2009-03-08

Importlib is now useful to other people

I have always had two goals for importlib. The docs for importlib say they were to provide a reference implementation of import and to make it easier for people to implement their own importers. The former goal is sort of true; the real goal is to not just be a reference implementation of import but to actually become THE implementation of import. The latter goal, though, is spot-on and I finally checked in a big chunk of code tonight that gets me closer to helping other people really harness the flexibility of import.

The cron job to rebuild the docs has not kicked in yet (I think it runs twice a day), but once it does you will discover there is now a new module: importlib.abc. Within the module there are ABCs for everything specified in PEP 302. Back in January I asked for help to name those classes. The fruition of that discussion is now finally live.
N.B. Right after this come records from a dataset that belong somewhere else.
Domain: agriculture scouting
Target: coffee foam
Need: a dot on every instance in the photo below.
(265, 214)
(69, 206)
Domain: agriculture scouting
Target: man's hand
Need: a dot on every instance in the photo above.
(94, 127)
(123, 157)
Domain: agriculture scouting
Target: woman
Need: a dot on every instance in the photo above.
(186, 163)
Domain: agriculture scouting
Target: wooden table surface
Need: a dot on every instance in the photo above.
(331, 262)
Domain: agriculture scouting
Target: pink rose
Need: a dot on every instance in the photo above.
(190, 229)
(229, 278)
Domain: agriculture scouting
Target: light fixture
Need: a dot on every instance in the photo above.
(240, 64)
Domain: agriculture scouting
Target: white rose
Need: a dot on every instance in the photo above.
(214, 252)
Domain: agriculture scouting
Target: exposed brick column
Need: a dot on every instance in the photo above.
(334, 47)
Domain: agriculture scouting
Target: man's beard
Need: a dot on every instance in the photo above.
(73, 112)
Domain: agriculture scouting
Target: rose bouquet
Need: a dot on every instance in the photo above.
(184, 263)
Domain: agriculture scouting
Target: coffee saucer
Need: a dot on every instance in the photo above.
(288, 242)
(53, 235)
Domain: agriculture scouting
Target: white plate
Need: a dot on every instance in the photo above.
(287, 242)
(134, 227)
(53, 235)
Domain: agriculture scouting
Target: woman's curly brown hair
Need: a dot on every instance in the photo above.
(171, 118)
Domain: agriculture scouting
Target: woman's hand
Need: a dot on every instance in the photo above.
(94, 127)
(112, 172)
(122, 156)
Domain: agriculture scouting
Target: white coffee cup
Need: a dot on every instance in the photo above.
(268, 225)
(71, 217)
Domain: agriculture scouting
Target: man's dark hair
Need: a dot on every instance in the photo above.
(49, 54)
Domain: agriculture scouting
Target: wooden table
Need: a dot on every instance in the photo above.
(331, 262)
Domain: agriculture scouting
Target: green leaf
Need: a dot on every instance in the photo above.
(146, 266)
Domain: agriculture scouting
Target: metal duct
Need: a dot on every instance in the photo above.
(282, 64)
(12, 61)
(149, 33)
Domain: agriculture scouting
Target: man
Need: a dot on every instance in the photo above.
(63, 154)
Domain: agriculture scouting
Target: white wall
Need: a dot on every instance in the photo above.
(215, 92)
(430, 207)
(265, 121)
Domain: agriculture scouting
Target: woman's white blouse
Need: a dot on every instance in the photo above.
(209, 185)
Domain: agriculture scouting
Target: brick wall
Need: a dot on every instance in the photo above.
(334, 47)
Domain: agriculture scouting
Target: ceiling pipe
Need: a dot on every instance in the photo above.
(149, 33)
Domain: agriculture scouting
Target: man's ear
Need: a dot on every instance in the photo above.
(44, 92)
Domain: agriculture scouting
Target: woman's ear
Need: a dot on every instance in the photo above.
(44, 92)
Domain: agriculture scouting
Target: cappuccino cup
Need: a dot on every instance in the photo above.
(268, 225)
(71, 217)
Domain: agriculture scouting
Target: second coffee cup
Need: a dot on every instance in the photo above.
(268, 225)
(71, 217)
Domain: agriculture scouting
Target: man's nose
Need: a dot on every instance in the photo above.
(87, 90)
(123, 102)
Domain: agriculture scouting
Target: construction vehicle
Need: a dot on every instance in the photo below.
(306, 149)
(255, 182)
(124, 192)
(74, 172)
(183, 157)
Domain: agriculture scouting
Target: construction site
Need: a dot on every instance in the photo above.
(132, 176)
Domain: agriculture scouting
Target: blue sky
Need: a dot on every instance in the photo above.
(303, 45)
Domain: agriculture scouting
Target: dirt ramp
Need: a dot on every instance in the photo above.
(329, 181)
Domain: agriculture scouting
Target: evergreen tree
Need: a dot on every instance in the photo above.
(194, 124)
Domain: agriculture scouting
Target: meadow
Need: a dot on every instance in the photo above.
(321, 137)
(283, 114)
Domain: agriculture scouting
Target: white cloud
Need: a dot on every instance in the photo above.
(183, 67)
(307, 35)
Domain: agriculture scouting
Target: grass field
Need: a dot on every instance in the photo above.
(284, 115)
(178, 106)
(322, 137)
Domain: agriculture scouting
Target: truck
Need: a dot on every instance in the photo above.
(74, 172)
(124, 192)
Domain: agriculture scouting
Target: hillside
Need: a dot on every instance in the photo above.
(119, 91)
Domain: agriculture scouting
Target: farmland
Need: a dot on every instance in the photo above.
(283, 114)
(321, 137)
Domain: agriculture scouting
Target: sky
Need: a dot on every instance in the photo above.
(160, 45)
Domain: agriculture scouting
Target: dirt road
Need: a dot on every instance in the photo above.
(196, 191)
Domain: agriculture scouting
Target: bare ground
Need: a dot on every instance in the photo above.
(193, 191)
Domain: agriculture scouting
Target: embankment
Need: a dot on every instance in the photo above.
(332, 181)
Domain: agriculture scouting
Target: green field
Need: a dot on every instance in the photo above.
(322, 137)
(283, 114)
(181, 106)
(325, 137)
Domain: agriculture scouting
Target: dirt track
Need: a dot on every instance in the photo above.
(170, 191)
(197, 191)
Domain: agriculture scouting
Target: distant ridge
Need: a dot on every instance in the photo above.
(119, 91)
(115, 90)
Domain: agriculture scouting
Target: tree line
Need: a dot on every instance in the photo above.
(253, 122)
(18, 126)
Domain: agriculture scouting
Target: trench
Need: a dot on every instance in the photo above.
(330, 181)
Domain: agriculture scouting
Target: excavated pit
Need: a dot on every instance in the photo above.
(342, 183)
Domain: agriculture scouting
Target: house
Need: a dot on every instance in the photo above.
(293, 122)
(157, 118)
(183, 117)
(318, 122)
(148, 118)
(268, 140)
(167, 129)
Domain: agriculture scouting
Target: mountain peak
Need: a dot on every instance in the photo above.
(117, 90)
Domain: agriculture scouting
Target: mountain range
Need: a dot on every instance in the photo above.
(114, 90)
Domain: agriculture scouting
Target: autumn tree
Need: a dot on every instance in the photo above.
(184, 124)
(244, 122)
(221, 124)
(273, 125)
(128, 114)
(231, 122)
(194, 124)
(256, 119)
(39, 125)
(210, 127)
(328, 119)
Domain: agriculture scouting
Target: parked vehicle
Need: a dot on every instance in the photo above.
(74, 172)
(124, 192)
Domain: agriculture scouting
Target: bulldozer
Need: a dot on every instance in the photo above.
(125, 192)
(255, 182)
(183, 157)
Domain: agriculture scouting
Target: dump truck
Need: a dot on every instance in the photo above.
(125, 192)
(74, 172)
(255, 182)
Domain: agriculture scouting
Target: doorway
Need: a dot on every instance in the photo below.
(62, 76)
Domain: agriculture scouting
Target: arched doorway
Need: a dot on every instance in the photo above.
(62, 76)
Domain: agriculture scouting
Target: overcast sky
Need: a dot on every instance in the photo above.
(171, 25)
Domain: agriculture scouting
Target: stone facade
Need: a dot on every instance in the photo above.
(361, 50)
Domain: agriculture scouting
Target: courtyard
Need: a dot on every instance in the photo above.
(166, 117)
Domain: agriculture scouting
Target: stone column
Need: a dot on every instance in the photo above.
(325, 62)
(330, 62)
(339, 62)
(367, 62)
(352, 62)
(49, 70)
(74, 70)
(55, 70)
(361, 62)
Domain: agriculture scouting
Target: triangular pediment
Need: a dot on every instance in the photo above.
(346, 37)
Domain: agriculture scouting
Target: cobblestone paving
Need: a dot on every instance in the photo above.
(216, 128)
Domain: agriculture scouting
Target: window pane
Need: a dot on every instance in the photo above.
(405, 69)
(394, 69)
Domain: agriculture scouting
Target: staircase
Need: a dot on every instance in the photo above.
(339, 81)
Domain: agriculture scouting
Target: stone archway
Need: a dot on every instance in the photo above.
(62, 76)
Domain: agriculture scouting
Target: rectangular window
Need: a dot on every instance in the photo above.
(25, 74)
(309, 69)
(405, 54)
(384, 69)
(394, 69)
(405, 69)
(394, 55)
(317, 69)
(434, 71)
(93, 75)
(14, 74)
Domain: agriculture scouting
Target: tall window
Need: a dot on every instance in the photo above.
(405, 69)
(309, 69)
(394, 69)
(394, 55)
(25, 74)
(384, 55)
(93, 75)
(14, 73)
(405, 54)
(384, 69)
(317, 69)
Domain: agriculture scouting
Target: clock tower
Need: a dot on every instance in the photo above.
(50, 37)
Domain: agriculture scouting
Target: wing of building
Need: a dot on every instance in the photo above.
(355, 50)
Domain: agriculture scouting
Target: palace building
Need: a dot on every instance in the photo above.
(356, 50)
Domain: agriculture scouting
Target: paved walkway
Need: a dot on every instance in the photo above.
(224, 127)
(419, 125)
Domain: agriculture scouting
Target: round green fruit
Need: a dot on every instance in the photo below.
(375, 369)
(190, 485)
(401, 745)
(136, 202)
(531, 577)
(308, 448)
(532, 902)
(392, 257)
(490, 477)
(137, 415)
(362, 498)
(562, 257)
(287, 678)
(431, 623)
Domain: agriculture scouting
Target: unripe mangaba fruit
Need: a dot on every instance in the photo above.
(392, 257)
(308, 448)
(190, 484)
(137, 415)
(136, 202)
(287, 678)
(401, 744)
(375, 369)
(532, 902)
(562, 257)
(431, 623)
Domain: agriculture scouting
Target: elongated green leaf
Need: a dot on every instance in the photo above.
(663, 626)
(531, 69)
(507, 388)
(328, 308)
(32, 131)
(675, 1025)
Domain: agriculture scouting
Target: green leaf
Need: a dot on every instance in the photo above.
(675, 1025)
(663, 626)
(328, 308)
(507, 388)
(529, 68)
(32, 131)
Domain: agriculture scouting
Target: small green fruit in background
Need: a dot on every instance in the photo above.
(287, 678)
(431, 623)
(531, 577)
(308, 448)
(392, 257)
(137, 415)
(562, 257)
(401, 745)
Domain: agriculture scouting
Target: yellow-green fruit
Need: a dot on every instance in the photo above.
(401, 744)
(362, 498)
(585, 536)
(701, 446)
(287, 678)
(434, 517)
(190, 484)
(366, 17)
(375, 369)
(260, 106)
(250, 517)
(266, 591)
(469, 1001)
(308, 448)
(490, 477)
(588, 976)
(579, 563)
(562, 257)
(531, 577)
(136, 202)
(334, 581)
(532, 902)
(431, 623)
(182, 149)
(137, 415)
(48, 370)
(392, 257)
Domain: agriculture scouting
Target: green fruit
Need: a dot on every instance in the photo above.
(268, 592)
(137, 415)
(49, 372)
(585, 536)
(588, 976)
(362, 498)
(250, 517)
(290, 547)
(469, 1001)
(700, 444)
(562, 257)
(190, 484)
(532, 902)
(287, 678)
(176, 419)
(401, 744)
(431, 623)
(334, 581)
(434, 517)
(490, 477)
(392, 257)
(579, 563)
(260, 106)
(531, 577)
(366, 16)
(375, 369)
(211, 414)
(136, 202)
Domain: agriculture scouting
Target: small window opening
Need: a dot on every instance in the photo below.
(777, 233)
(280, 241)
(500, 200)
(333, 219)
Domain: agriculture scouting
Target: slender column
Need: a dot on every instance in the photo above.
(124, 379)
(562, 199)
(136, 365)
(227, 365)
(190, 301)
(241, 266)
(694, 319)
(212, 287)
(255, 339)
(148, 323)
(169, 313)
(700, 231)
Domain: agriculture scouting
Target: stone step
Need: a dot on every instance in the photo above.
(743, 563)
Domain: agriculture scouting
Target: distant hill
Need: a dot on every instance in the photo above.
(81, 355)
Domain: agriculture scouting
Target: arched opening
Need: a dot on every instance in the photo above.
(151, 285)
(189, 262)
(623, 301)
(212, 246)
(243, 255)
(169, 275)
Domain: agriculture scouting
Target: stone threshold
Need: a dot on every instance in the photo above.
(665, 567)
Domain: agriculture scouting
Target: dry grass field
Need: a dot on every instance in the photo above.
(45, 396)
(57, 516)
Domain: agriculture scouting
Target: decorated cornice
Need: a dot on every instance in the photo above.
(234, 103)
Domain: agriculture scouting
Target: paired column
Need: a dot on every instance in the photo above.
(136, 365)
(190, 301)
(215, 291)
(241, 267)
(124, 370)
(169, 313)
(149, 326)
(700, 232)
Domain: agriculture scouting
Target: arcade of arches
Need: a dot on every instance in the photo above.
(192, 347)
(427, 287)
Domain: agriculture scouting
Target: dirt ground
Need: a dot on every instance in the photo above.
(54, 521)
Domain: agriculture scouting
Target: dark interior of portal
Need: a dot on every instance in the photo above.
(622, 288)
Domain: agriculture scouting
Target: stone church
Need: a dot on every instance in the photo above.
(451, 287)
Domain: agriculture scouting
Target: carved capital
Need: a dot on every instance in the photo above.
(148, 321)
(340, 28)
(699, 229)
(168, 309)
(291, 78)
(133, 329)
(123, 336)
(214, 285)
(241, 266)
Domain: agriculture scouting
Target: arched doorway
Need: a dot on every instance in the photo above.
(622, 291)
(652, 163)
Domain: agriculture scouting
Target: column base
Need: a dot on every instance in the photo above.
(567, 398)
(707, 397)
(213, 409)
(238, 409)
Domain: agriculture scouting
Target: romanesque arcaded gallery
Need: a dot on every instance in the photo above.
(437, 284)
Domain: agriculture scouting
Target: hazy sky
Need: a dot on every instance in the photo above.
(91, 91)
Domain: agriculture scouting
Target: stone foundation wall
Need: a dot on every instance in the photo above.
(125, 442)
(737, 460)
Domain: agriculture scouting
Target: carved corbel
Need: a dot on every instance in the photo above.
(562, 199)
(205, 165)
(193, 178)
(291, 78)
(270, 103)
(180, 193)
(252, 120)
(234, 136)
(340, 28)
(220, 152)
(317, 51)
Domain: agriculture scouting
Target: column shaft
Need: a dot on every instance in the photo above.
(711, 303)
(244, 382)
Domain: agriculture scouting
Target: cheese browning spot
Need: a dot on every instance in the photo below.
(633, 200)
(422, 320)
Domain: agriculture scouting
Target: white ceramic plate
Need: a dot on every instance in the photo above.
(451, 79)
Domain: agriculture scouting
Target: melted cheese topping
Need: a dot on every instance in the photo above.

But simple ABCs to require load_module exist as a method isn't THAT helpful. What I really wanted to provide was something to make it as easy as possible to write their own custom loaders such that they didn't have to worry about the little details that are consistent between all loaders (and there a lot of details; just look at the "see also" section of the importlib docs). Way back in August 2007 I came up with an idea called handlers which would deal with stuff like setting __file__, making sure bytecode is recreated when it's older than the source code, etc.

Unfortunately handlers turned out to be somewhat burdensome. They required a bunch of information upfront to be passed into them that loaders had to provide. On their own they couldn't do much and just became internal delegates for loaders. So I set about trying to come up with a way to merge the handler concept into loaders.

And it turns out PEP 302 got me part way there. If you look at what it takes to import Python source code (I am ignoring bytecode), you essentially create an empty module, read in the source code, compile the source into a code object, and then execute the code object in the __dict__ of the empty module. After that it's just details like __file__ and such. When you take these basic steps you will notice they roughly align with some APIs that PEP 302 defined as optional protocols loaders could implement. So I asked myself if I could somehow harness the optional protocols to get all the information I need so that I can simply provide a loader that uses those protocols.

Looking at source only, it would seem like the answer is "yes" since there is a get_source method which obviously returns source code for a module. One would think then an implementation for load_module would simply call get_source, compile it, and then use it to create a module. But of course life is not simple.

First of all, as I have discussed before, reading source from disk was not working for me as I didn't have a simple way to get source from disk in the proper decoding thanks to PEP 263. Everything I came up with was on the complicated side. That meant get_source was not exactly a nice thing to rely upon.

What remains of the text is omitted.